View Single Post
Old 08-27-2009, 05:45 PM   #55
eyrie
 
eyrie's Avatar
Location: Summerholm, Queensland
Join Date: Dec 2004
Posts: 1,126
Australia
Offline
Re: My Experiences in Cross Training MMA with Aikido

Hi Kevin,

Quote:
Kevin Leavitt wrote: View Post
Well the difference is as you state Ignatius, how it is pracitced [sic] and what emphasis is put on what aspects of the "fight"....... it is how it is practiced that makes the difference on how well you can do it given a certain set of parameters or conditions.
Absolutely. By the very nature and diversity of Aikido practice itself, and I cæveat this by saying - the way it is practiced in various places, and the way it was intended to be practiced, as Ueshiba (may or may not have) intended for it, may be 2 entirely different things.

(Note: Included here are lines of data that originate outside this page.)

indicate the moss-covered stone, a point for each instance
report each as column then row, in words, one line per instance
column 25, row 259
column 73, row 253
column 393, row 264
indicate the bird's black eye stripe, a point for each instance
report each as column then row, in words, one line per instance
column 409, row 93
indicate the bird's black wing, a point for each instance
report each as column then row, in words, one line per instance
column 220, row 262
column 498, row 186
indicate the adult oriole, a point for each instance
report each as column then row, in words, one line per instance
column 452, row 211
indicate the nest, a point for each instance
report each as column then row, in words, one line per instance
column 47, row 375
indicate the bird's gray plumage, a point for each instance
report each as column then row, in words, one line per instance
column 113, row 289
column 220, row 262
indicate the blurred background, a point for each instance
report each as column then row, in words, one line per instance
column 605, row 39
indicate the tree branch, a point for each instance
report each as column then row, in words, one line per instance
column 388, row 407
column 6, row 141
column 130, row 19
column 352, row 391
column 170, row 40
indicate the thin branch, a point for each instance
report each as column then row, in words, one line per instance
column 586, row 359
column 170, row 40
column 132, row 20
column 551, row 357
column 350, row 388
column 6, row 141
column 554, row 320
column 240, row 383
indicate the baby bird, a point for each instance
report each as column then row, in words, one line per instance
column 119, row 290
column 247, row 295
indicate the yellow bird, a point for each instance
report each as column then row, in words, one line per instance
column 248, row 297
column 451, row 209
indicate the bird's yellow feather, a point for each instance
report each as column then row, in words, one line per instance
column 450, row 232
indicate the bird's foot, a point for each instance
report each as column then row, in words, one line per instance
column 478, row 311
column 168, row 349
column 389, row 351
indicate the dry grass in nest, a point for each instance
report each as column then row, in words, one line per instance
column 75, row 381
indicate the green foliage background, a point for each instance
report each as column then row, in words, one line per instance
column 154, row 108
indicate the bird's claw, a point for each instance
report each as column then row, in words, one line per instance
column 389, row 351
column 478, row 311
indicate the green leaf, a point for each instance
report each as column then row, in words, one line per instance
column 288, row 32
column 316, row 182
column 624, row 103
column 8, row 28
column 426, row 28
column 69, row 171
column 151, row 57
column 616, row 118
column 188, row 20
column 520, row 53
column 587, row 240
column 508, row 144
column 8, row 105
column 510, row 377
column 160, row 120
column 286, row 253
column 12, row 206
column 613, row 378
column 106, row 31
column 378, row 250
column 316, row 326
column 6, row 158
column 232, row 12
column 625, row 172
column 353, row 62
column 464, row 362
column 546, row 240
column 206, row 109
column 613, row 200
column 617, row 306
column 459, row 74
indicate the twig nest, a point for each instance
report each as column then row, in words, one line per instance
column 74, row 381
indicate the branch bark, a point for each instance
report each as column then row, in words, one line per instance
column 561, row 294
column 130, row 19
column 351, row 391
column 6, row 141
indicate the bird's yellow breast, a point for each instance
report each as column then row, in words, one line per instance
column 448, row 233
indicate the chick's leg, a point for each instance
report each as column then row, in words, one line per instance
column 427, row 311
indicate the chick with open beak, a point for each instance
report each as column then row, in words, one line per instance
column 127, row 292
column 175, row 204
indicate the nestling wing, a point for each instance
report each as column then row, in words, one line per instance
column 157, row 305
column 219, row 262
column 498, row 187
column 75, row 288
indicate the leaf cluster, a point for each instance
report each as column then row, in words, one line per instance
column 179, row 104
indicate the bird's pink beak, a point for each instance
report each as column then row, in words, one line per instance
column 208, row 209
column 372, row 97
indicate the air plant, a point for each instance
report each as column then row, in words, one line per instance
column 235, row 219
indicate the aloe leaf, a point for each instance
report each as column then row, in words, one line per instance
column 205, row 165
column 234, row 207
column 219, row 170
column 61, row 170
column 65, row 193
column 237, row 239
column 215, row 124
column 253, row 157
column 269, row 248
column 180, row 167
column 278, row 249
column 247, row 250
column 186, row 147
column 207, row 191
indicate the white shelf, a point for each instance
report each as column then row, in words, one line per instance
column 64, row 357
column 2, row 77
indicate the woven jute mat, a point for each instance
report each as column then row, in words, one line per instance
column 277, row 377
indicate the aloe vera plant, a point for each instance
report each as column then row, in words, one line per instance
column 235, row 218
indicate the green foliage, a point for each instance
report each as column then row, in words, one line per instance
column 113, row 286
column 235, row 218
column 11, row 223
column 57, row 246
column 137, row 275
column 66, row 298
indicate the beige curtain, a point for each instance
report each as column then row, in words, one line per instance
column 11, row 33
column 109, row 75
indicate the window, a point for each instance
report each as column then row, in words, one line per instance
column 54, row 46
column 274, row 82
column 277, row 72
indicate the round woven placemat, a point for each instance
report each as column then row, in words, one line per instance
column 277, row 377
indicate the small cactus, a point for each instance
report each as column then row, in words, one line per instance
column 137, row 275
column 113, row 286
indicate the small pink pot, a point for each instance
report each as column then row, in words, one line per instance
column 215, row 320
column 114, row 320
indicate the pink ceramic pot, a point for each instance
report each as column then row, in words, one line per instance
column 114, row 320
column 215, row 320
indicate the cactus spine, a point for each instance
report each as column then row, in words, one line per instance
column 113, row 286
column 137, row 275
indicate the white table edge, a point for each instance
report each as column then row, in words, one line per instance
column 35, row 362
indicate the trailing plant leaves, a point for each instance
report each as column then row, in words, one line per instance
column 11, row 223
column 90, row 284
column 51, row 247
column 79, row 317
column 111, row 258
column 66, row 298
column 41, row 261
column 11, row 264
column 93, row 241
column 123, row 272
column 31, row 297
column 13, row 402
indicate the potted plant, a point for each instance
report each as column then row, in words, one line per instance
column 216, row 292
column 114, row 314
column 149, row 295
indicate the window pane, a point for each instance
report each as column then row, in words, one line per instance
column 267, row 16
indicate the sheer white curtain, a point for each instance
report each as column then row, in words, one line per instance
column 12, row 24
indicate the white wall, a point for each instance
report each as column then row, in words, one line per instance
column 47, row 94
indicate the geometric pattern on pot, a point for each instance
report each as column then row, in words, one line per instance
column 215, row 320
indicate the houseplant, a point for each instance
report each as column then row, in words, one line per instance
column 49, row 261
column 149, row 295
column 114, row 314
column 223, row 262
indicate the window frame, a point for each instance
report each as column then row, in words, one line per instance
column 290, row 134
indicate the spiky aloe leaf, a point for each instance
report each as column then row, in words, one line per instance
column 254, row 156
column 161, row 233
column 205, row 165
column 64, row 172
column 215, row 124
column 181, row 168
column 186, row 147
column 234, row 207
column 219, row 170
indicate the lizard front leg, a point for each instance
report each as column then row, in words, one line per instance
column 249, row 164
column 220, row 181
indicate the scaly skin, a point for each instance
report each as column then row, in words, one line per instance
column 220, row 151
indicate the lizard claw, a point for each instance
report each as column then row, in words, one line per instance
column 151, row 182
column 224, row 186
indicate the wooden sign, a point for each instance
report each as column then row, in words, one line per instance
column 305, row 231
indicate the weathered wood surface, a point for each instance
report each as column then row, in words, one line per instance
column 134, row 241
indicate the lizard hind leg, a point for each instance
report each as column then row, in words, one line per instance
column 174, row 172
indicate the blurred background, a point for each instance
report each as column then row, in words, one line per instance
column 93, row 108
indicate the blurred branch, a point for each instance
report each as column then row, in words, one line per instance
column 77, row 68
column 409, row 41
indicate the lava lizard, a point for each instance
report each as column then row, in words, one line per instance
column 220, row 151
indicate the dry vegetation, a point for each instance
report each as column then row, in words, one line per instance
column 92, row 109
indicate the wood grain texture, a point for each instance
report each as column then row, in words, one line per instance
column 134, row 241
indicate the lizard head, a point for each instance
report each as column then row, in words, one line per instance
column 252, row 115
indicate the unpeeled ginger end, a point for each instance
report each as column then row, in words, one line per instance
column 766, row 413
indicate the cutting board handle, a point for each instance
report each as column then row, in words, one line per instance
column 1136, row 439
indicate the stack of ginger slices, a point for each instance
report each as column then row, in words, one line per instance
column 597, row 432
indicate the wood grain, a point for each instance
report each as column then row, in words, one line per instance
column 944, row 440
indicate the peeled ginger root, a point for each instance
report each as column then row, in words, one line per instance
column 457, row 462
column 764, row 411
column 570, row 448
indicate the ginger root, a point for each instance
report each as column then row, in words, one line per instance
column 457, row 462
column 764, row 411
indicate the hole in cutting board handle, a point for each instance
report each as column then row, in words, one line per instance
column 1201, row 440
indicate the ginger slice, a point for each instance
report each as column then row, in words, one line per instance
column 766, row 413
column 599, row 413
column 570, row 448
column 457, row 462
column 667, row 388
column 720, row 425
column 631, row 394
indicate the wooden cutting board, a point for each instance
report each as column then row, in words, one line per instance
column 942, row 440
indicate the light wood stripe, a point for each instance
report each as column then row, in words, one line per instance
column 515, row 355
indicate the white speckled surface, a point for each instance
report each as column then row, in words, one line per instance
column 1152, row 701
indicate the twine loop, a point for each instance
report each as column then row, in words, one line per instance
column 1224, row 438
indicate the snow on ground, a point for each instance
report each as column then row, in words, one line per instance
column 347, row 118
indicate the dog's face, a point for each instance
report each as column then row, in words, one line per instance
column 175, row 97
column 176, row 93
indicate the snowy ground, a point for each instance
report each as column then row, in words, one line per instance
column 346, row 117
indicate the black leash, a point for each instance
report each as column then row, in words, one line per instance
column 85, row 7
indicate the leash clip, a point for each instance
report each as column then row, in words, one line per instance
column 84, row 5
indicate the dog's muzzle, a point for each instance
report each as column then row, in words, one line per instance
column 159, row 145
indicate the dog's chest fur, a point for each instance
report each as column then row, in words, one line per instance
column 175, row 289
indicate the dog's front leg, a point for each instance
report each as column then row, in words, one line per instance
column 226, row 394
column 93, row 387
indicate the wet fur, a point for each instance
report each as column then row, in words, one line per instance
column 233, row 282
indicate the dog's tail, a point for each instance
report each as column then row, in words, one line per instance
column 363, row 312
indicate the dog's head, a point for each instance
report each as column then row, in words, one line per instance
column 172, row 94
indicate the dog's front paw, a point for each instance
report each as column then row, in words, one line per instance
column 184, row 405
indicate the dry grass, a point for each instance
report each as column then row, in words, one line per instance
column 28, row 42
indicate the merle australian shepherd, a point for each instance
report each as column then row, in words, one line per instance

IMO, the focus on what is Aikido waza or "not" Aikido waza is missing the whole point of Aikido - which by its very nature being a "formless" art - as is the case with ALL martial arts performed at higher and higher levels of sophistication - has NO waza. The whole point of any MA training is to change (read retrain/untrain) the way you move, respond, react - or in this case NOT move, respond, react - if you catch my drift.

Quote:
Aliveness matters, and Aliveness is enough of a factor to make a distinction between two "styles" doing the exact same thing.
When I first came across that word, I felt many people were largey using it as some MMA buzzword, and in many cases, no one I spoke to could really elaborate what that meant. To them it was mostly about being in the "fight" mindset and kicking someone else's a$$. It wasn't until I read what Matt Thornton had to say about it, that I found myself entirely in agreement with him. I don't see how one could possibly train in a MA, traditional or otherwise, and not train "alive". Perhaps, it is less overt in some places than others? Hidden in plain sight as it were...?

Which brings me back to the point about Aikido waza... it's not much different to your basic garden variety jujitsu - kotegaeshi, shihonage, iriminage, tenchinage, kaitennage etc... they are all found in various forms of "jujitsu" - whether they be of Japanese, Chinese or other derived origins. It matters not that such-and-such-a style does it slightly differently - the basic premise and principle of the technique is exactly the same. The human body can only be made to move and respond in fairly predictable ways, when appendages are bent, twisted and folded in ways they were not meant to be, or when poked, punched and kicked in various places.

But the whole point about learning Aikido waza isn't just so you can do something to someone, in which case, you might as well be doing your garden variety jujitsu, but so that you also learn and condition yourself not to move, respond and react in predictable fashion to such techniques being applied on you - whatever that means.

Quote:
...two ways to solve the problem. 1. Come to the conclusion that you are not going to be a fighter in the ring and dissassociate. 2. Admit that you need the skills and abandon your current processes and adopt ones that will lead you to where you want to go.
Hmmm.... is THAT why the views here are so polarized?

Quote:
....to say "Hey look at this guy using Aikido in a real fight...." does no good at all since the correalation simply is illogical and does not apply to you personally.
Precisely. Hence, my admonition to get outside the safe box one calls the "dojo" and train with other MA stylists - on their turf, with their rules. Or take option #1.